Finding ways to help young boys and men of color
A summit in Flint this week will focus on doing more to help young African-American boys and men.
Organizers say young black men face limited educational and other opportunities.
Pastor Reggie Flynn says schools, businesses and churches are failing to meet the needs of young men of color in Flint.
“We have failed in the faith community because we haven’t engaged parents as we should. We’ve become insular,” says Flynn. “Children shouldn’t be coming into our churches and leaving, and we know they cannot read.”
The summit is part of a White House initiative called “My Brother’s Keeper Challenge.

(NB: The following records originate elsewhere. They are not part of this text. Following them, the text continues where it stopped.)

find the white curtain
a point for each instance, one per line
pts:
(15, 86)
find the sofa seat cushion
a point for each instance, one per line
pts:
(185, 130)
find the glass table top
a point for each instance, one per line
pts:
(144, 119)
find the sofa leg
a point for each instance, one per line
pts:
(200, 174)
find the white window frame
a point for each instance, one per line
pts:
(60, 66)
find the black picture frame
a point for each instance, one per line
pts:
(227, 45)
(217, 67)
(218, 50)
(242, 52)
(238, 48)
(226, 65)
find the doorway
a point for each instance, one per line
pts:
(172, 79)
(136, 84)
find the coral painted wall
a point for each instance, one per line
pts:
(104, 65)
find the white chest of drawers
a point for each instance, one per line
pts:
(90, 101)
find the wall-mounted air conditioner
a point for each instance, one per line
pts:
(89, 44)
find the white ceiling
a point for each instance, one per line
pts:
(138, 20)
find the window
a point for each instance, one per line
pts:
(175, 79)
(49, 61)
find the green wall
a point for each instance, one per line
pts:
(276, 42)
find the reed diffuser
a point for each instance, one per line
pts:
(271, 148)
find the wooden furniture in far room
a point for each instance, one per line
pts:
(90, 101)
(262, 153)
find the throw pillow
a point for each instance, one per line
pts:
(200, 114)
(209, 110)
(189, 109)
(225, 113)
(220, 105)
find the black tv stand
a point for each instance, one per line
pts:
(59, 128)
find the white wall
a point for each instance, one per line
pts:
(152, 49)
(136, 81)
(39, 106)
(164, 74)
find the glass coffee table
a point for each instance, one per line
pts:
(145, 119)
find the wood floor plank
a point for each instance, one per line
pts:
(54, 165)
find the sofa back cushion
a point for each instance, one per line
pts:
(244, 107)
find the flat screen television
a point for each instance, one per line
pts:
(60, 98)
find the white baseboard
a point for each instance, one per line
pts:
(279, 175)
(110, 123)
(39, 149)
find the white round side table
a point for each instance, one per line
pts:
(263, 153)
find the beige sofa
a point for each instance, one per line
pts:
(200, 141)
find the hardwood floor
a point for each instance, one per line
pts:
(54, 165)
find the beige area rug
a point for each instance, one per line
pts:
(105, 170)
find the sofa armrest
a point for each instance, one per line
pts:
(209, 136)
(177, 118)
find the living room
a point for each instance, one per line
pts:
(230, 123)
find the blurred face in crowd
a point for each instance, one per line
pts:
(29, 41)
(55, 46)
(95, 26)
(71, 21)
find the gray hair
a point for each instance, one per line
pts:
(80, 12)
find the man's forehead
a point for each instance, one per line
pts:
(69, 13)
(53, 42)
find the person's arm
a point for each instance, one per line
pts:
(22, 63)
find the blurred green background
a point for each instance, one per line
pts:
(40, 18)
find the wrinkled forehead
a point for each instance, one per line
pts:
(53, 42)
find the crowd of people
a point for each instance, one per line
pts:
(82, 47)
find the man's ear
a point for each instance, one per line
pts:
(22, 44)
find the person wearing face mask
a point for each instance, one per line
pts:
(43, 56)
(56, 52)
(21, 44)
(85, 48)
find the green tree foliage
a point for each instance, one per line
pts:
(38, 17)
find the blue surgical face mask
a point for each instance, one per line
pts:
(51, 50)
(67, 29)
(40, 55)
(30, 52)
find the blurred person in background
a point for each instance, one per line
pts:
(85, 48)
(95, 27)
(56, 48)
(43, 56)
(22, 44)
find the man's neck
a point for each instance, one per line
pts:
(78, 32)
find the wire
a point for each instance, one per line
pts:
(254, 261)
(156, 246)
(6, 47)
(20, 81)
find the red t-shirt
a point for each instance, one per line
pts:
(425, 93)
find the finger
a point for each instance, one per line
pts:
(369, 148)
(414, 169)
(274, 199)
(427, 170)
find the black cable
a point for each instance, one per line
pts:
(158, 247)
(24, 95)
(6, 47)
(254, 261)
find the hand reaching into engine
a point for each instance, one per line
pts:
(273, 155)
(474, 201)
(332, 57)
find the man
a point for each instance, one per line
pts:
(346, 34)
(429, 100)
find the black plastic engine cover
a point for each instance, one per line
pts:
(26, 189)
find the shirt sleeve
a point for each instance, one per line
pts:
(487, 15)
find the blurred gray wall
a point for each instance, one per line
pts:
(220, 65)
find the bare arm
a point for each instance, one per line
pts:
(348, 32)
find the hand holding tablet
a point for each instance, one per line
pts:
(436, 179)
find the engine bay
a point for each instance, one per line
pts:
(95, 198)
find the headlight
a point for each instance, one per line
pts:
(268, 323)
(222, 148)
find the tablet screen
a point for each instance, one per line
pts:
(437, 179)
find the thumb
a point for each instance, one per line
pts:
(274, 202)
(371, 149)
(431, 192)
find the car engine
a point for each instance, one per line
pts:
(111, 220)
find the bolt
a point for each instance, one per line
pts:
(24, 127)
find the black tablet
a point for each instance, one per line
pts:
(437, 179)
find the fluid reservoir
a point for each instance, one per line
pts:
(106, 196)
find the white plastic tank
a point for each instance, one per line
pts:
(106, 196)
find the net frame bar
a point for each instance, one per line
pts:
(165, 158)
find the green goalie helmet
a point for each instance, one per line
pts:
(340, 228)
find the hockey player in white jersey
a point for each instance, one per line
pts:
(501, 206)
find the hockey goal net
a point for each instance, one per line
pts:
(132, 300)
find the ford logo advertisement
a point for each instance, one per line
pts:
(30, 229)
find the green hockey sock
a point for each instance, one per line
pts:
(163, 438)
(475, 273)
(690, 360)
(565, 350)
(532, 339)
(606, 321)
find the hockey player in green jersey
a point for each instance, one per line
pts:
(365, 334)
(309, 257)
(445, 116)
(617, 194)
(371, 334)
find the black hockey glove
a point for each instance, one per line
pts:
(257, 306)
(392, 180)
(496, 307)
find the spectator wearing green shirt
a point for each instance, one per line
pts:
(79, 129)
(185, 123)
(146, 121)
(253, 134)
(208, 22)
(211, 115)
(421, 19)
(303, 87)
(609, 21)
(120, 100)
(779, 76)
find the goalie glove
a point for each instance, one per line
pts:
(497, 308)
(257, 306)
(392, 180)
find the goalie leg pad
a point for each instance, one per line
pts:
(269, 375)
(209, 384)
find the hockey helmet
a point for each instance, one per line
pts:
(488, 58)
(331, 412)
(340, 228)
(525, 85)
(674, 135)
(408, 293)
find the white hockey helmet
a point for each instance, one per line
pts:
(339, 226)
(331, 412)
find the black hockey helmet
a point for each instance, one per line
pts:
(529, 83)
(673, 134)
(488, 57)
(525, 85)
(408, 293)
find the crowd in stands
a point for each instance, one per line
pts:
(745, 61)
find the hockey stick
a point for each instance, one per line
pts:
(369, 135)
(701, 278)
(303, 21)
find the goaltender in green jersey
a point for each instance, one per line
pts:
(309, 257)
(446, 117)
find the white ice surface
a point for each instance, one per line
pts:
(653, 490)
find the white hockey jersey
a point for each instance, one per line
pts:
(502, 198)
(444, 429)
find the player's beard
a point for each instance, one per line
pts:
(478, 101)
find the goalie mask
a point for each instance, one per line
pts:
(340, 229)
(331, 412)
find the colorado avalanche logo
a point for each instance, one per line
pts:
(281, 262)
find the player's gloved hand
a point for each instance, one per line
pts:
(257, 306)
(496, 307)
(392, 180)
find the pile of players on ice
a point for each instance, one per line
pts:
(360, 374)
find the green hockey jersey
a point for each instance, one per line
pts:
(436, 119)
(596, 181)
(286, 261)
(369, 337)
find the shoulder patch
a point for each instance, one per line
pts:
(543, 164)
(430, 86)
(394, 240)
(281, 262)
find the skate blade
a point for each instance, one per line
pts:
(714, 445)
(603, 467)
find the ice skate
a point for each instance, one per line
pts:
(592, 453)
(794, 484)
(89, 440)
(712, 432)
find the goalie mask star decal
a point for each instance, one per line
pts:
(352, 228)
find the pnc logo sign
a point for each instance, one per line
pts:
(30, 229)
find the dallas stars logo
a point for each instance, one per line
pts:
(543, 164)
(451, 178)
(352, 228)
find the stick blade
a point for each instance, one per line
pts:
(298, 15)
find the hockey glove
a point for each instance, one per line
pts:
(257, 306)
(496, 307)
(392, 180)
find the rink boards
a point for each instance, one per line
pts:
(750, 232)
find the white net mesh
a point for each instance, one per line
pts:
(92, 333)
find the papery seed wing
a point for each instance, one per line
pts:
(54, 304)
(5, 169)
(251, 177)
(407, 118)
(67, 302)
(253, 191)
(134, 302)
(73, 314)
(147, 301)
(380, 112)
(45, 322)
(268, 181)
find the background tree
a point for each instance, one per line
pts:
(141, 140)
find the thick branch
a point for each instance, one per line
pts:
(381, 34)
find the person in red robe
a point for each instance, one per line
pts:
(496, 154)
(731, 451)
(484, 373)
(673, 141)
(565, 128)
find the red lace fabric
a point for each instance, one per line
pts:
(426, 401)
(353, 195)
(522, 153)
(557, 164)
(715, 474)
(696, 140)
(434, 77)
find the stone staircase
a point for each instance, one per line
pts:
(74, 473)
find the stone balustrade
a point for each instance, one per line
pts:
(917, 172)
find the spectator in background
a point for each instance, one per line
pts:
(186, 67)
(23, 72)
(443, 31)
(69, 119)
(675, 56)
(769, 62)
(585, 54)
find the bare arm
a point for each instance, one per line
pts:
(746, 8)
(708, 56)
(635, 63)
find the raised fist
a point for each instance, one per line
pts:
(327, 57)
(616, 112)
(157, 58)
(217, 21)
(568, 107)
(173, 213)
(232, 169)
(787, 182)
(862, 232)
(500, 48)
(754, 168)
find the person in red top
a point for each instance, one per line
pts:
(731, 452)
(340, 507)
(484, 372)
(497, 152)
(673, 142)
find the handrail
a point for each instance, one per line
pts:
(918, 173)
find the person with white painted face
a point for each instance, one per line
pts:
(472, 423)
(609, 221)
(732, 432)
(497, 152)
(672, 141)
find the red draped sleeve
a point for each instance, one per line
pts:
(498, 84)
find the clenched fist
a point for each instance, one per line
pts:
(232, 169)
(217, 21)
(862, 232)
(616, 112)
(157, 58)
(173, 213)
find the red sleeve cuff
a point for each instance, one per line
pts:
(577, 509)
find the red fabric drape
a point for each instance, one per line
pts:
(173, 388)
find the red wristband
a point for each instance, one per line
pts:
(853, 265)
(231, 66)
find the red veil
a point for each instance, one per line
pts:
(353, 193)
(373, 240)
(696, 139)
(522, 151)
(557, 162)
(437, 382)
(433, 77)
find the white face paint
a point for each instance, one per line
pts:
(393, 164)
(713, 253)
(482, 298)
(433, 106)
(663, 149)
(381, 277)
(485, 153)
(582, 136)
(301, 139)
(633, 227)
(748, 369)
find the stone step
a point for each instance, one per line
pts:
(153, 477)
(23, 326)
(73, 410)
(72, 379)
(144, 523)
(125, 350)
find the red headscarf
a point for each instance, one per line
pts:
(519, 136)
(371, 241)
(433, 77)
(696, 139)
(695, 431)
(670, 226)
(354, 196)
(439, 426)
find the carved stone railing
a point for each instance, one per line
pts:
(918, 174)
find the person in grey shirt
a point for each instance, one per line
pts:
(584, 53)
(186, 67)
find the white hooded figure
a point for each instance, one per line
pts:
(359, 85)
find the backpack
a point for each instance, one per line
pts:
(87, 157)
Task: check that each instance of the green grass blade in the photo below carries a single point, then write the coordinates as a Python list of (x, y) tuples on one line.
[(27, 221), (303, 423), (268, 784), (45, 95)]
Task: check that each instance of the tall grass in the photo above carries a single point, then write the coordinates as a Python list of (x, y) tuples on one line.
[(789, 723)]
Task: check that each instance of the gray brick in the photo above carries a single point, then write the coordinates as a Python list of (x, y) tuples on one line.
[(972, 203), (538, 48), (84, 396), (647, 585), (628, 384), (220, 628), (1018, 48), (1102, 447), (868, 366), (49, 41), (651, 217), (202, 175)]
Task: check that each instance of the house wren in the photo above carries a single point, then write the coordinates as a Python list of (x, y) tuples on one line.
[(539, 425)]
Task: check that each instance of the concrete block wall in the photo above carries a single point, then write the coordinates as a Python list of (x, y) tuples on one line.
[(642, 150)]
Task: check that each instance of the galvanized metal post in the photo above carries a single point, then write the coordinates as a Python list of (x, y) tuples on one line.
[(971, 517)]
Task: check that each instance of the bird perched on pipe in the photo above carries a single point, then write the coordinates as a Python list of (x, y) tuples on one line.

The six goals of the challenge are:
- Ensuring all children enter school cognitively, physically, socially and emotionally ready
- Ensuring all children read at grade level by 3rd grade
- Ensuring all youth graduate from high school
- Ensuring all youth complete post-secondary education or training
- Ensuring all youth out of school are employed
- Ensuring all youth remain safe from violent crime
Congressman Dan Kildee, D-Michigan, took part in a news conference last week announcing the summit. He says he’s seen the change that takes place in young men of color as they grow older.
“Something happens to young boys and men of color as they go through the systems in the process of growing up in the community where they get left behind,” says Kildee.
Organizers hope Wednesday’s summit will attract several hundred people interested in helping African-American boys and young men.